Have a scrape you need to get checked out, or a slight cold? Instead of heading straight to the doctor’s, the drugstore is a pretty good option. Pharmacists can take a look and tell you whether or not you should see a doctor, and what over-the-counter medicine might help. Of course, if you’re not sick, the pharmacy might still be your favorite place for the cosmetics, appropriately called parapharmacie. Sunscreen, face balm, shampoo: it’s all there, and pretty heavenly for beauty fanatics.
One more important thing is that there is a pharmacy de garde in every area which is open 24 hours per day and it is actually guarding people for every need they may have when the lights are off at night.

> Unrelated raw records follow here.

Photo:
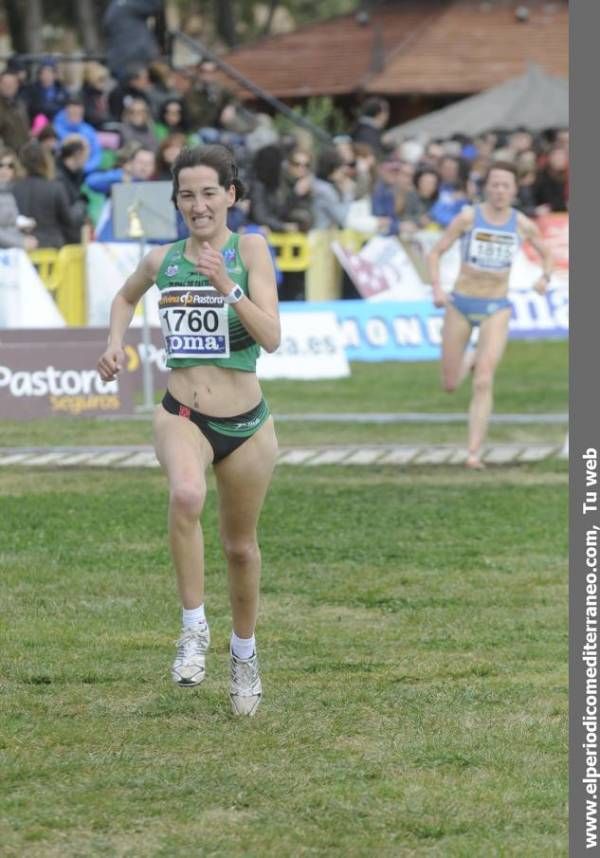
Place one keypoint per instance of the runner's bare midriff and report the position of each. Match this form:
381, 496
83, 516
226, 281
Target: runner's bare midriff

Medication is readily cheap
The pharmacy is also where you stop right after seeing a doctor, to get your prescription filled. A major issue in France is that many doctors overprescribe medication, leading to situations where you see someone getting a prescription occupied and it looks like they’re doing their weekly grocery run at a local market. During my own appointments, I’ve had doctors ask me what else I wanted a prescription for
Chemists, in addition to doing sessions, have also been known to give out prescription medication to people without prescriptions. A friend of mine in Paris had an eye infection, but no French insurance. Taking the suggestion of a French woman who said she could get prescription antibiotics from the pharmacy if she asked nicely, she went to the drugstore and explained her symptoms. They finally bought her a box of antibiotics.
When it comes to paying, having a Carte Vitale means that the cost of most medication is fully repaid. Pulling my credit card out only to hear the total is 1€ never gets old. What really never get old is people complaining about that 1€. I’ve heard people in front of me get really worked up over less than 5€ for some boxes of prescription medication. I know the French are used to paying a lot of money but just once I’d like to see a French person’s reaction to paying the bill for prescription drugs at a drugstore in the states.
If you really are feeling crummy though, go to a doctor, or call SOS Médécins if you need a house call. On your way to the drugstore to pick up your prescription, stop by a bakery for some croissant-shaped comfort; France isn’t such a bad place to catch a cold after all.